Got it, thanks! To follow up on that, what about the same month in different years? For example, do we assign the value 2 for both Feb 2010 and Feb 2011?

[JNing0]

It would continue. The time always goes forward, right? =] Essentially, t is the t-th month in the observation horizon.

[vibhuti6]

I see, thanks for clarifying! :) I will try to run this specification and get back to you!

[vibhuti6]

Hi Jie, I have added the results from this specification here -- please see the last regression table or click on Section 5 in the index.

[JNing0]

Thanks, Vibhuti! This is what I expected. I think the result about project delay is robust. We should probably take out the after-quickpay first-order term in the regression. It is coupled with the time effect. Similar to the DiD webpage Vlad pointed to.

Just to clarify, in your data the end of the observation horizon is June 30, 2012, not Sept. 30, 2012, correct?

There is something interesting in your "Parallel Trends" plot here. Before Sept 30, 2012, the average delay has a seasonal pattern with cycle 4. The third quarter (ends on 9/30) always has the longest average delay compared to the 1st, 2nd, and 4th of a year. However, the third quarter in 2012 is completely different. It has the shortest delay, shorter than the first two quarters in 2012.

We know that quickpay is launched for both small and large businesses in July, 2012. Don't know whether that's the reason. But we might want to look into it as it goes against our story... It also might imply that the quickpay received by small businesses might be different before and after the full-scale launch? Before the full-scale launch, the small businesses has the "lite version" of quickpay?

[vibhuti6]

Hi Jie, I will remove the "after-quickpay" term in that regression.

Yes, the end of observation horizon is July 1. So essentially the Jun 30, 2012 - Sept 30,2012 does not include the entire quarter (because the data is truncated at July 1).

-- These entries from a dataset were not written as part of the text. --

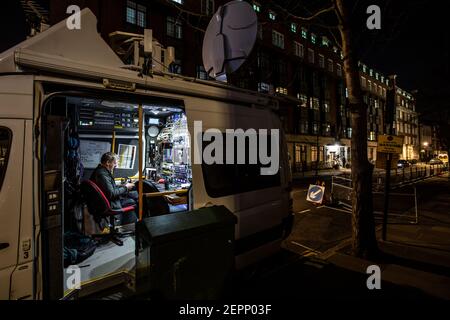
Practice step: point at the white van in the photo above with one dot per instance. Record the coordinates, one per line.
(64, 100)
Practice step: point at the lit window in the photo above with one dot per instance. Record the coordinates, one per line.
(299, 49)
(131, 12)
(310, 55)
(330, 65)
(263, 87)
(5, 148)
(136, 14)
(303, 100)
(277, 39)
(339, 70)
(208, 7)
(174, 28)
(142, 16)
(321, 61)
(272, 15)
(256, 7)
(294, 27)
(304, 33)
(201, 73)
(281, 90)
(260, 35)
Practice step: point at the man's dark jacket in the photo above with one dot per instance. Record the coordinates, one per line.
(105, 181)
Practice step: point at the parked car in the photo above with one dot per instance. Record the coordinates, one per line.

In other words, on the graph, Sept 30 is actually July 1.

I had resampled the data on a quarterly basis in Python. So the modifications made on July 1 are treated as the last observation in the third quarter of 2012. I should probably fix the last x-axis label on the graphs to accurately represent this.

But yes, I think going forward, we should first see what the average delays look like in the quarters after June 30, 2012 -- when large businesses also started receiving accelerated payments.

[vibhuti6]

Hi Jie, I have now truncated the data at June 30, 2012 instead of July 1, 2012; and fixed the corresponding regressions and plots. I have also added the regression results without the covariate "after-quickpay" on the wiki page.

[vob2]

It looks like we have exhausted this issue for now.